Joshua Tree Art Gallery Presents " AMERICAS "
Curated By Mike Mclain
September 10th - 25th, 2016
Opening Sept. 10th, 6-8PM
The morning after I was offered the chance to curate the September JTAG show I took a cross-country flight. Somewhere over the Midwest, restless and ready to just be there, I looked down through the clouds below. As I viewed the passing landscape, I reflected on the geographical diversity of the land, the sometimes-vast spaces between populations, and the sociopolitical variations that often occur regionally in this country. I considered that maybe there really is not one America, but many.
We each have an idea of national identity based on individual experience, background, and perspective. Is my America the same as yours? How do environment, cultural history, and point of view affect the way each of us sees this country? Is there such a thing as an American archetype, or does the dominant paradigm shift depending on individual interpretation?
For this show, I asked ten artists for work that expresses their individual American experience, raises questions about the culture and history that led us to be who we are as a nation, or represents a specific aspect of our collective identity. Though the work reflects disparate ideas, media, and processes, it is held together by that one central theme. Each artist brings a unique voice to a mix in which the components retain their singular identity while contributing to a cohesive whole. The resultant diverse exhibit reflects a variety of perspectives, creating a wide-angle view of this capacious land we call home.
Each of the artists in AmericaS has been asked to express their individual American experience, explore the culture and history that led us to be who we are as a nation, or provide a glimpse into a specific aspect of our collective identity.
The work of Tania Jazz Alvarez reflects her life growing up as a Mexican American in the greater Los Angeles area. Her paintings express a strong sense of heritage while acknowledging her community’s vulnerability to prejudice and racial profiling.
Lee Balan provides a dystopian vision of America in the twenty-first century, where gun violence pervades, political turmoil is rampant, and Big Brother is right over our shoulders.
Ken Foto’s images framing the detritus of our society speak to issues of consumerism and throwaway culture. His work also celebrates the exuberance of creativity that is at the center of the American ethos.
Cole James presents work that expresses her existence as an African American woman in contemporary society with a clear and honest voice. Through imagery and text she places her personal experience within a cultural framework.

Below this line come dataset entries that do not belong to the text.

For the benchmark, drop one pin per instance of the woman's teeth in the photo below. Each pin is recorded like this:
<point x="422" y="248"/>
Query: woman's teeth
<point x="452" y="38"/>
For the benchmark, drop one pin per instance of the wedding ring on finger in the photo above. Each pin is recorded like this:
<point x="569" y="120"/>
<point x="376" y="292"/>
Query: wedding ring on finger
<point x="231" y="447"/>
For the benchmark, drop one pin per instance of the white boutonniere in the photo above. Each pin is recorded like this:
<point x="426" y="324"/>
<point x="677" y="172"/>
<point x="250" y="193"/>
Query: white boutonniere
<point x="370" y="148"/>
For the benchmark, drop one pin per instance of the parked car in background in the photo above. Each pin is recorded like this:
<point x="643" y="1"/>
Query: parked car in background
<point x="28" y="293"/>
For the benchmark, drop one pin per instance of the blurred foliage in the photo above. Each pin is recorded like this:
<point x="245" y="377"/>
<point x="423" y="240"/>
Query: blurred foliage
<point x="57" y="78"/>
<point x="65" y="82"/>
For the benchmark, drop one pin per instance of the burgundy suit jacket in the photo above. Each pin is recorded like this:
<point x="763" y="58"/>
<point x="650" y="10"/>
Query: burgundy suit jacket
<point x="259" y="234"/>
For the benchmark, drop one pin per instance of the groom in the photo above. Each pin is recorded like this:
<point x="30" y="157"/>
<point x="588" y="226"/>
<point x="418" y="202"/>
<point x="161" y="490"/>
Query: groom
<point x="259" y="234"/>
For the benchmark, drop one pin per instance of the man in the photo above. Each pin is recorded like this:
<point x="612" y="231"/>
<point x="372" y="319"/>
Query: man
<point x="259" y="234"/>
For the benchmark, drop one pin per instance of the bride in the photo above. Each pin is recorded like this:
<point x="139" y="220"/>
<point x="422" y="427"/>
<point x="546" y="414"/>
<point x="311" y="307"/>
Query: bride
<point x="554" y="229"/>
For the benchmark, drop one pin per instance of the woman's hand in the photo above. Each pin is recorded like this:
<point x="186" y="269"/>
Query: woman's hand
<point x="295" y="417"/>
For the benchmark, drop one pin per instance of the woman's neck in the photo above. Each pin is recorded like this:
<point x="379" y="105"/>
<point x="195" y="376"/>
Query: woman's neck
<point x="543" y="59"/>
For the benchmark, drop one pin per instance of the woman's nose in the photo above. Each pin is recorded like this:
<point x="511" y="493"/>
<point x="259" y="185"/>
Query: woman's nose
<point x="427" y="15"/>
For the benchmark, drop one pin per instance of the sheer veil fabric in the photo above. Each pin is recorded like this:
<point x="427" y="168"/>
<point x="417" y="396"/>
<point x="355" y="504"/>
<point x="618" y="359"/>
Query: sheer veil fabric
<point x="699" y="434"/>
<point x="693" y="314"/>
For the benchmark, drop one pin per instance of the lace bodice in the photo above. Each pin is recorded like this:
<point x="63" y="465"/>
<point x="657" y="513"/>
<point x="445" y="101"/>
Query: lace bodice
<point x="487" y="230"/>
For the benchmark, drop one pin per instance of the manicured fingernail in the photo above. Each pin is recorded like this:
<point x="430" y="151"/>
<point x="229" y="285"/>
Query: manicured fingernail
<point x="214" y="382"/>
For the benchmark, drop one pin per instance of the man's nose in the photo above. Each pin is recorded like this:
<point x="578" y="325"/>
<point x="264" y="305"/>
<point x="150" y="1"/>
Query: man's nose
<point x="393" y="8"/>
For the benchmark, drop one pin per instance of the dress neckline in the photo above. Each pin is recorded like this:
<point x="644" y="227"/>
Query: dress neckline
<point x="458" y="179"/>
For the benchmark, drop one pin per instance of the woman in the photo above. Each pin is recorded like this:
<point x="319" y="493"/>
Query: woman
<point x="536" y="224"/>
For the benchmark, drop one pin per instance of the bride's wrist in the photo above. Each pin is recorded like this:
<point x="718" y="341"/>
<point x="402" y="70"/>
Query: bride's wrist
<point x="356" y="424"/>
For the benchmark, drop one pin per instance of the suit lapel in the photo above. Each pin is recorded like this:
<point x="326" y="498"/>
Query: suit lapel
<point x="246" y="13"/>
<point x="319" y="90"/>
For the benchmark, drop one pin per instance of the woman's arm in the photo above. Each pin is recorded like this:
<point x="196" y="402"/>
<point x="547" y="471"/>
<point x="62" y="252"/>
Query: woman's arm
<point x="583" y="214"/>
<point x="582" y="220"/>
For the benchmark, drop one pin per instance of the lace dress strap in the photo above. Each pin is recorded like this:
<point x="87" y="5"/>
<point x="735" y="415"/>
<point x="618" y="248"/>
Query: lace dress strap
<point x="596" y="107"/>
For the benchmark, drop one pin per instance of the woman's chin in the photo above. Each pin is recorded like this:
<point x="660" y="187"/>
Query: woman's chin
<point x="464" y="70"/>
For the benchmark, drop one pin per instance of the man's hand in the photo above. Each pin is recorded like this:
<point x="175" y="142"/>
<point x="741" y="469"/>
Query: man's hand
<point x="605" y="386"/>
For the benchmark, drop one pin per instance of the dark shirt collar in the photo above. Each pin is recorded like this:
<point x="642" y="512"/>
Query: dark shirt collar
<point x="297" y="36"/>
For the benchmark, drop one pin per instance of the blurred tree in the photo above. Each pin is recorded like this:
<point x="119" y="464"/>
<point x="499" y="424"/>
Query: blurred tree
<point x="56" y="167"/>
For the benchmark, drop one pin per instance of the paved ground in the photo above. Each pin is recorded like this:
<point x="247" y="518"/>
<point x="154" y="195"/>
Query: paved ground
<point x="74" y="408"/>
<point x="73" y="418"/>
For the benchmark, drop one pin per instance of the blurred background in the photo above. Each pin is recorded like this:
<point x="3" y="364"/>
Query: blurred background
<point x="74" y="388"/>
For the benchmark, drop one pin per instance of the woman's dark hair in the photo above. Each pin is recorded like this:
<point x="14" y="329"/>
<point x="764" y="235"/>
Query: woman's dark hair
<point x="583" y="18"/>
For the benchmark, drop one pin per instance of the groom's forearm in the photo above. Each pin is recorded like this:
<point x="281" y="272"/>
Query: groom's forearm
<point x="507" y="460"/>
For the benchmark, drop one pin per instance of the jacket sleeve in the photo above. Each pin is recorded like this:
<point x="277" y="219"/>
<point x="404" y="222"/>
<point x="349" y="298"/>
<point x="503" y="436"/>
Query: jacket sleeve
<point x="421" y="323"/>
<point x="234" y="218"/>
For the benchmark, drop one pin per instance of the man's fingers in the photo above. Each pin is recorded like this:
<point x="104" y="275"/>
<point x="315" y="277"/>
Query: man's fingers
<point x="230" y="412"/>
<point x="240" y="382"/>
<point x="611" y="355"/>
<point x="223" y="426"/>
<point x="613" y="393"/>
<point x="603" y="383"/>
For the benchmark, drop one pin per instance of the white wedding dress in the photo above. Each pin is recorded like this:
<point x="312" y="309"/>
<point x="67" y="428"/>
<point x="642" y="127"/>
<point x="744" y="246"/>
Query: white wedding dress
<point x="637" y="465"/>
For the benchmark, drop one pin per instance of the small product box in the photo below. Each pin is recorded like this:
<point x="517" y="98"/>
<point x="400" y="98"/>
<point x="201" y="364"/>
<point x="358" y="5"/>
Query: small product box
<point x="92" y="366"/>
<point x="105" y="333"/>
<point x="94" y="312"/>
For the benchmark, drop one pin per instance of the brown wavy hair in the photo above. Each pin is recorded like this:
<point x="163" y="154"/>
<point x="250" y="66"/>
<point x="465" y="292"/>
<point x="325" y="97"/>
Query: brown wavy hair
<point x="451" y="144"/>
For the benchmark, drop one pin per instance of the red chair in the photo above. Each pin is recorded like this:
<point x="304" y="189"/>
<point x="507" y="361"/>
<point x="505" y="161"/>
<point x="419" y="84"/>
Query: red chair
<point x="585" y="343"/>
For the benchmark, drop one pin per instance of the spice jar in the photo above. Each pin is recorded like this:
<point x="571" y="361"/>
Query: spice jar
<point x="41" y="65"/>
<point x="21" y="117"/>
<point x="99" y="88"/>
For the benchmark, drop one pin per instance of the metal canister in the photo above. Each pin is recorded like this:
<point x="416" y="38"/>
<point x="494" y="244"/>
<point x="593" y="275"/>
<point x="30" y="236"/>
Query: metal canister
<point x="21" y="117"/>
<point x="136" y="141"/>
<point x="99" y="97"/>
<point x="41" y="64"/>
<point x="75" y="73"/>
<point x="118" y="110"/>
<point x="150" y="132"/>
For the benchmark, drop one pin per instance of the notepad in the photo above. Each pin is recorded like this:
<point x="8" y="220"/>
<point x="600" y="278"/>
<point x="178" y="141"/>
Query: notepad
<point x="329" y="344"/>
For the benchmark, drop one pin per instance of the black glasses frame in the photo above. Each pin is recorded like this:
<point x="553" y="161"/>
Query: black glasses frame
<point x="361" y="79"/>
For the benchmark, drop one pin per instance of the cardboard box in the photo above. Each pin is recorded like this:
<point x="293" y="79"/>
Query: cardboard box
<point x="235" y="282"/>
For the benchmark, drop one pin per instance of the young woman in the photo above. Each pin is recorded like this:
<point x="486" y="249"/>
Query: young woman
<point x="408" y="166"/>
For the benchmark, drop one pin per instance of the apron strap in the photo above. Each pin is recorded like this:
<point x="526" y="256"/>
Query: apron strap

In his National Enquirer series, Curt Lemieux gives us the reality T.V., tabloid culture that we as a nation seem to love. His altered magazine photos depict our fascination with celebrity, especially the joy we take in building them up only to tear them down.
Mike McLain has given us work that confronts our past as a slave nation, the white community’s participation in that history, and the continuing legacy of racism in America. While we erase the symbols of our shame we cannot as easily be rid of the ideas that they represent.
Seth Pringle’s installation represents the uniquely American phenomena of the yard sale. Using castaway signs from his neighborhood, he explores the DIY aspect of commerce and capitalism that can be found every weekend in communities across the land.
As an immigrant from Israel, Lidia Shaddow provides a different perspective than the other participants in the show. Her work explores English as a second language, combining the American cultural vocabulary with imagery, visual textures, and symbolism of her home in the Middle East.
Jessica Wimbley’s Americana series investigates multiple histories and identities, specifically as it relates to American identity formation. The work incorporates images of astronomical objects and large areas of the night sky, microscopic pictures of melanin, and stem cells, continuing the micro/macro relationship within the work.
With an iPad as a reference, Joe Zaldivar creates aerial view maps of American cities, as well as street level renditions using the Street View function of Google Maps. The resulting work twists time and location both spatially and conceptually.